Solution: a’=16, b’=15; p=3; q=7
We get that Diophantine equation 7v’-3u’ = 57 which has a solution (9, 2).
c=40 and neither 9 nor 2 are divisible by 40. Every solution is in the form (9+3k, 2+7k) so for what k are these both divisible by 40? Solving 3k=31 mod 40 and 7k=38 mod 40. The first gives us k=31 and the second gives us k=38. Because the intersection of the solution set is null, we conclude there are no lattice points on the line.

Here’s an article that covers the basics of solving such a problem. Note that GCDs (which usually gets into the general form of Euclid’s Algorithm) can be quite helpful.

Why do we need to solve these things? In Real Life, certain things can’t be fractional. You can’t ship 21.8 refrigerators. More examples in the Wikipedia article for Integer Programming which is a much more complicated version of the OP’s problem.

Note that a straight line is a one-d curve. A hyperbole is two-d. A lot of problems that are simple to solve for one-d get really hairy for two-d. So the difficulty between the two don’t always correspond.

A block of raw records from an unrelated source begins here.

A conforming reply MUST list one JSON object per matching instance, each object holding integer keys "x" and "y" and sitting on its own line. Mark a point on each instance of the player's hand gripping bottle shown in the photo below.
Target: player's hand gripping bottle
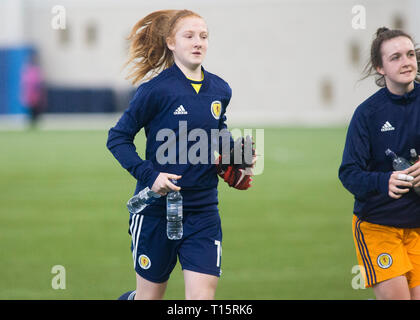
{"x": 400, "y": 163}
{"x": 141, "y": 200}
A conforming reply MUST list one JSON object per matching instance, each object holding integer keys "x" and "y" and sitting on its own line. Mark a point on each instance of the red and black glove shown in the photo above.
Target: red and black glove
{"x": 237, "y": 174}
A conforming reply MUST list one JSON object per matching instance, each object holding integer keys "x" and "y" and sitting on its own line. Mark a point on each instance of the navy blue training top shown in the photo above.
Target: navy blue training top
{"x": 383, "y": 121}
{"x": 168, "y": 103}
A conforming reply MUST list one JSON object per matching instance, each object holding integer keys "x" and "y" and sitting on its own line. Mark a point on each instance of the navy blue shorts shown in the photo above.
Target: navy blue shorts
{"x": 155, "y": 256}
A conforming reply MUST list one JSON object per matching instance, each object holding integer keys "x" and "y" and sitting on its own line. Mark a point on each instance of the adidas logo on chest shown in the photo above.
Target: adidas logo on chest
{"x": 387, "y": 127}
{"x": 180, "y": 110}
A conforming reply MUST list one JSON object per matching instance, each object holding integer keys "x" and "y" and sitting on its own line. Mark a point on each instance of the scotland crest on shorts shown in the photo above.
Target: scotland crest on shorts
{"x": 384, "y": 260}
{"x": 144, "y": 262}
{"x": 216, "y": 109}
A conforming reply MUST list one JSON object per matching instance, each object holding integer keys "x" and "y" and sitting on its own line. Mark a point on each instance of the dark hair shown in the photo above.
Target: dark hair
{"x": 375, "y": 61}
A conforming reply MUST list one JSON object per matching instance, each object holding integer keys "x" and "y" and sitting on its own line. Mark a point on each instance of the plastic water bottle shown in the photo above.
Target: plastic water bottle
{"x": 174, "y": 228}
{"x": 398, "y": 163}
{"x": 141, "y": 200}
{"x": 414, "y": 156}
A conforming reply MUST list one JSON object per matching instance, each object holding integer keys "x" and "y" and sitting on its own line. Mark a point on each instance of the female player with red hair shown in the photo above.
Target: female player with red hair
{"x": 167, "y": 49}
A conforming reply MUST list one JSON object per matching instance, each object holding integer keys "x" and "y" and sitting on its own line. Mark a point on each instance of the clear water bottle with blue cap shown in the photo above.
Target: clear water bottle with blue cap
{"x": 174, "y": 227}
{"x": 398, "y": 163}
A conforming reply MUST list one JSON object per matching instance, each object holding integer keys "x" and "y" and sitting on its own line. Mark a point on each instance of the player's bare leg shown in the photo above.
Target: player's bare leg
{"x": 415, "y": 293}
{"x": 199, "y": 286}
{"x": 392, "y": 289}
{"x": 147, "y": 290}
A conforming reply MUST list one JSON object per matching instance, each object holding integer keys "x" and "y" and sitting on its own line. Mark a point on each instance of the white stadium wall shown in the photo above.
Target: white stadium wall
{"x": 288, "y": 62}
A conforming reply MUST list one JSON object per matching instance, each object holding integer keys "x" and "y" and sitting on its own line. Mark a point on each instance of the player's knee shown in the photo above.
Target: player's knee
{"x": 200, "y": 294}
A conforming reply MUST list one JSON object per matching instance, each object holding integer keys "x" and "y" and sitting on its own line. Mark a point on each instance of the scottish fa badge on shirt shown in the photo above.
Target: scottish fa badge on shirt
{"x": 216, "y": 109}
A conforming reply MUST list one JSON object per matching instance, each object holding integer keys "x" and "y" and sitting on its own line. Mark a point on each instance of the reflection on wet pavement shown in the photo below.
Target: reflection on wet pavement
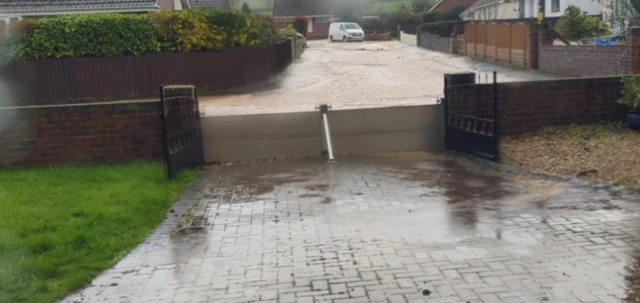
{"x": 400, "y": 227}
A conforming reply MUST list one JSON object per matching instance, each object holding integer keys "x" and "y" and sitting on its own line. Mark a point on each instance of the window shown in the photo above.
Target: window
{"x": 555, "y": 6}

A hyperbola is one dimensional, just like a straight line or a circle. A hyperboloid is two-dimensional. And as I’ve told you a million times, a hyperbole isn’t a mathematical object at all.

Not necessarily. Suppose, for instance, that a = sqrt(2), b = pi, and m = pi/sqrt(2). All three of these numbers are irrational, yet the line still passes through an integer lattice point.

Example: (7/2, 5/6); m=5/3
Solution: a’=21; b’=5; p=5; q=3

3v’-5u’ = -90 => (21, 5) with c=6
3k=3 mod 6; 5k=1 mod 6 yields k=5 (means there are lattice points)
u’ => 21+5x3=36 and v’ => 5+5x5=30 => u=6 v=5

Therefore (6,5) is a lattice point on the line as any point in the form (6+3n, 5+5n)

Leaving out the obvious (degenerate?) case where the lattice point is (0, 0) because the given point is (p, q) and m = (q/p)

Well, it could be adapted to be any lattice point: Make a = sqrt(2) + x and b = pi + y.

Although, it also depends on just how the numbers are expressed. Write them that way, and it’s obvious what I’m doing, but what if I expressed a as the root of some polynomial or another, and b as the root of a different polynomial? And the question of how they’re expressed is quite relevant, given that in any given notational system, the vast majority of irrational numbers can’t be expressed at all.

I get what you’re saying.
Let’s then adapt mine to say assuming more than one rational point on the line because yours clearly would only have one rational point. Given that yours would only have one rational point, I’m trying to think how we would find it (or even my lattice point) from an arbitrary (non-rational) point on the line. I’ll have to think about that.

How does the computational burden of your solution grow if those single digit numbers become hundreds-of-digits numbers? Even assuming we stick to rational numbers, is Mangetout’s intuition correct?